Molecular docking is a widely used method to predict the binding modes of small-molecule ligands to the target binding site. However, it remains a challenge to identify the correct binding conformation and the corresponding binding affinity for a series of structurally similar ligands, especially those with weak binding. An understanding of the various relative attributes of popular docking programs is required to ensure a successful docking outcome. In this study, we systematically compared the performance of three popular docking programs, Autodock, Autodock Vina, and Surflex-Dock for a series of structurally similar weekly binding flavonoids (22) binding to the estrogen receptor alpha (ER alpha). For these flavonoids-ER alpha interactions, Surflex-Dock showed higher accuracy than Autodock and Autodock Vina. The hydrogen bond overweighting by Autodock and Autodock Vina led to incorrect binding results, while Surflex-Dock effectively balanced both hydrogen bond and hydrophobic interactions.
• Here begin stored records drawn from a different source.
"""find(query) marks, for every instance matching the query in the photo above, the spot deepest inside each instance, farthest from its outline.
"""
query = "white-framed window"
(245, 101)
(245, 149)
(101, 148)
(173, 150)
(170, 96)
Moreover, the selection of initial receptor structure is critical as it influences the docking conformations of flavonoids-ER alpha complexes. The flexible docking method failed to further improve the docking accuracy of the semi-flexible docking method for such chemicals. In addition, binding interaction analysis revealed that 8 residues, including Ala350, Glu353, Leu387, Arg394, Phe404, Gly521, His524, and Leu525, are the key residues in ER alpha-flavonoids complexes. This work provides reference for assessing molecular interactions between ER alpha and flavonoid-like chemicals and provides instructive information for other environmental chemicals.

Automated summary

Molecular docking is a widely used method to predict the binding modes of small-molecule ligands to the target binding site. In this study, the performance of three popular docking programs, Autodock, Autodock Vina, and Surflex-Dock, was systematically compared for a series of structurally similar flavonoids binding to the estrogen receptor alpha (ER alpha). The results showed that Surflex-Dock exhibited higher accuracy than Autodock and Autodock Vina. The hydrogen bond overweighting by Autodock and Autodock Vina led to incorrect binding results, while Surflex-Dock effectively balanced both hydrogen bond and hydrophobic interactions. The selection of initial receptor structure was also found to be critical for the docking conformation. Moreover, key residues in ER alpha-flavonoids complexes were identified.